Business Alliance...Update, 12-12: Momentum for the “Tudes”
The goal of the November 14, 2012 Economic Development Advisory Committee (EDAC) meeting was multi-faceted, but epitomized in an objective set forth in the 2005 General Plan Economic Development Element, which reads: “…to utilize the Economic Development Providers Network or other Board of Supervisor recognized economic development organizations (i.e. EDAC) to advise and recommend to the Board of Supervisors policies that will facilitate the County’s economic vitality.”
EDAC became the key organization to meet this objective when the Board of Supervisors (BOS) decided to utilize it as their “primary structure” to coordinate and support economic development objectives. Regulatory Reform was formed as a subcommittee of EDAC, with a charge to review and analyze county processes and roadblocks to economic development locally. In their Strategic Direction adopted on May 25, 2010, the BOS determined to do two things that have fueled the EDAC and Regulatory Reform Subcommittee efforts:
- Hold regular workshops to track, monitor and make decisions on General plan processes including Development Services 12 month plan; and
- Continue a collaborative process with EDAC, Development Services Department and the Department of Transportation (DOT) to address regulatory reform issues.
Readers: This is where we are now. We’ve a Board of Supervisors-supported framework for functioning together via EDAC/Regulatory Reform: We’ve a regular time and designated meeting room where we can access county staff input pretty much as needed: We’ve a bunch of “tudes” who’ve built a solid foundation of knowledge: We’ve a group of volunteers from various areas of the community who desire to be involved and keep the process moving forward.
EDAC and Regulatory Reform’s work is not complete, but we know exactly where we are now: We are getting our second wind as we shift from getting county leaders and departments involved, to getting area and neighborhood leaders involved. We’ve identified many areas of need where people can participate, such as: Information Technology, Community Identity, Long Range Planning, Grant Funding and Streamlining Processes.
Information Technology needs: For all the progress made in the area of information technology, there is no local connecting site that brings all local websites/groups together to help the tourist or new resident to find their way around: various logos and websites compete for their attention but not all are easily found. A need has been identified based on review of other areas and how they’ve addressed a coordinated effort for the overall benefit of businesses, services and agencies within the county.

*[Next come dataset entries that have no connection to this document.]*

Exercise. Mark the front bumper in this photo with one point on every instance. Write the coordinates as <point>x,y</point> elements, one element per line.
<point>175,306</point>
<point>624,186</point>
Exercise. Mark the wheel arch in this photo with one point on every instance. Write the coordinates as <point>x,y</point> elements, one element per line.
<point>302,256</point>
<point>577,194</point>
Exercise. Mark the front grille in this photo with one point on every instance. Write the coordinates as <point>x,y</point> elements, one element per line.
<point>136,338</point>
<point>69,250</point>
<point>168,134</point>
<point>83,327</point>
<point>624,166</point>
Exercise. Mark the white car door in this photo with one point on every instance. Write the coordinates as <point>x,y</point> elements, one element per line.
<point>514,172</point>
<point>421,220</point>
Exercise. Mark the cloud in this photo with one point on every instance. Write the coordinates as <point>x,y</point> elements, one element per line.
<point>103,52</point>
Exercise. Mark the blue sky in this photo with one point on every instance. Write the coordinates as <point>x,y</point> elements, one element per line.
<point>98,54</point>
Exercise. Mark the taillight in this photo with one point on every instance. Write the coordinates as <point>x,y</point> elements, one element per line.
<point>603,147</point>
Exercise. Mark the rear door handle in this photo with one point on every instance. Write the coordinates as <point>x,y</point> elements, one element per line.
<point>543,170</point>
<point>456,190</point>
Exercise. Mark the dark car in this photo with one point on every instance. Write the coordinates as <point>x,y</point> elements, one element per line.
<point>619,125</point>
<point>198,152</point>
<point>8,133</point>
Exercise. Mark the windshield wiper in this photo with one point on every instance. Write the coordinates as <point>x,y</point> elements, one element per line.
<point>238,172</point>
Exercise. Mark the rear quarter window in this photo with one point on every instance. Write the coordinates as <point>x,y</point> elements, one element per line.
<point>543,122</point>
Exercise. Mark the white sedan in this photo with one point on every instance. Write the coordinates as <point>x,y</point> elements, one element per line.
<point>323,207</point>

Community Identity needs: Land use consultants, planners and professionals have long experienced a kind of odd phenomenon locally: An inconsistency in how local neighborhoods address a proposed project in their areas. Some have “official” Community Service Districts: Some have only Design Review Committees: Some rely on Zone of Benefit groups or Homeowners’ Associations. Some do nothing – some do all. The county records may indicate a local review committee exists when in reality the group is defunct. The result is that some local areas have sophisticated processes to participate in local planning efforts, while others rely only on the “hear about a project” from word-of-mouth and “show up at the Planning Commission to complain”. This system isn’t fun for anyone and often isn’t very effective in creating better projects. As more areas find their voice (most recently El Dorado/Diamond Springs and Cameron Park/Shingle Springs) many issues can be addressed up front such as: What is the local vision residents are seeking to protect or project? What standards can be set to assure the desired results?

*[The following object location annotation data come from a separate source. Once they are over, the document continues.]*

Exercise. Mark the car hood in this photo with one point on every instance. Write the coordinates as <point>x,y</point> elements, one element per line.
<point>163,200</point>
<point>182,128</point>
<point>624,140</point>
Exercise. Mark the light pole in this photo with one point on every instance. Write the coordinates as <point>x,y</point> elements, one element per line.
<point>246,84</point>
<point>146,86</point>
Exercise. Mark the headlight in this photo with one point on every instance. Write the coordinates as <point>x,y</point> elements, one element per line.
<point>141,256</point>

Grant Funding needs: Seeking grant funding to assist El Dorado County in developing its tourism and business base is common in many jurisdictions. It has been suggested that EDC could augment its TOT funds by using some of that money to invest in a good grant writer with a proven record of success. Like it or not there are federal, state and private grants available but it requires an experienced “grant writer” to obtain coveted and competitive grants. Such funds could be used to subsidize many efforts from local community identity efforts to improved information technology systems.

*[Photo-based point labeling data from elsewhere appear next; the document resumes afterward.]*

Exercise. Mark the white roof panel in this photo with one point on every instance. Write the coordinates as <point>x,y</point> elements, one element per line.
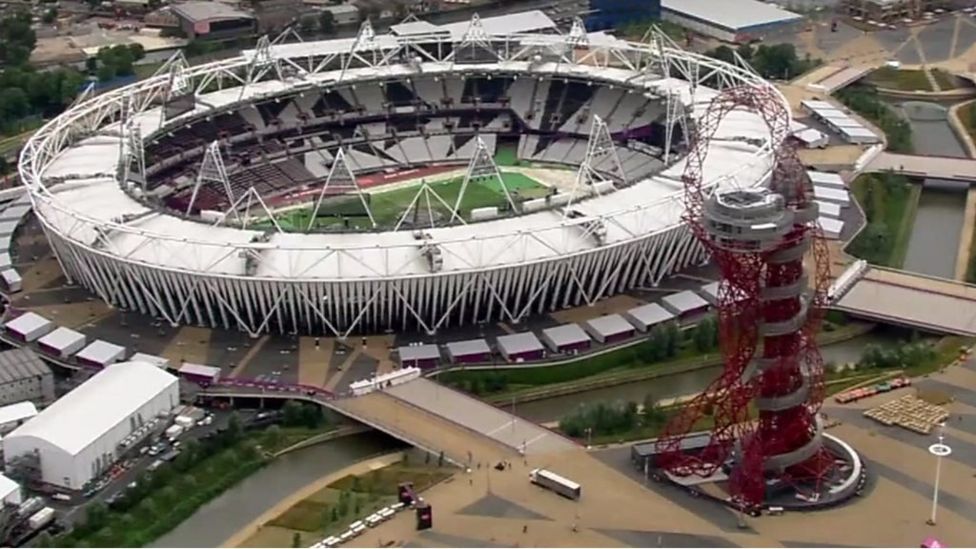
<point>80,417</point>
<point>468,347</point>
<point>683,302</point>
<point>731,14</point>
<point>567,334</point>
<point>101,352</point>
<point>61,338</point>
<point>419,352</point>
<point>524,342</point>
<point>650,314</point>
<point>28,322</point>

Streamlining Processes needs: Though we’ve come a long way in streamlining our Land Use Policy development processes, we are not finished with the work that needs to be accomplished. Much will take a backseat to the CEQA review process now underway on the General Plan, Zoning Ordinance and Transportation Program updates. However, still to be done is a rewrite / reorganization of the Land Development Manual (LDM). There is also an ongoing need to move forward on “stress testing” of the documents already developed but not yet adopted. This is a process whereby those involved can take a variety of hypothetical projects and “test” them against the new General Plan revisions and the new Zoning Ordinance. Have we solved existing problems? Have we made the process more effective in moving forward and encouraging economic development? Stress tests will be an important validation of work done to date.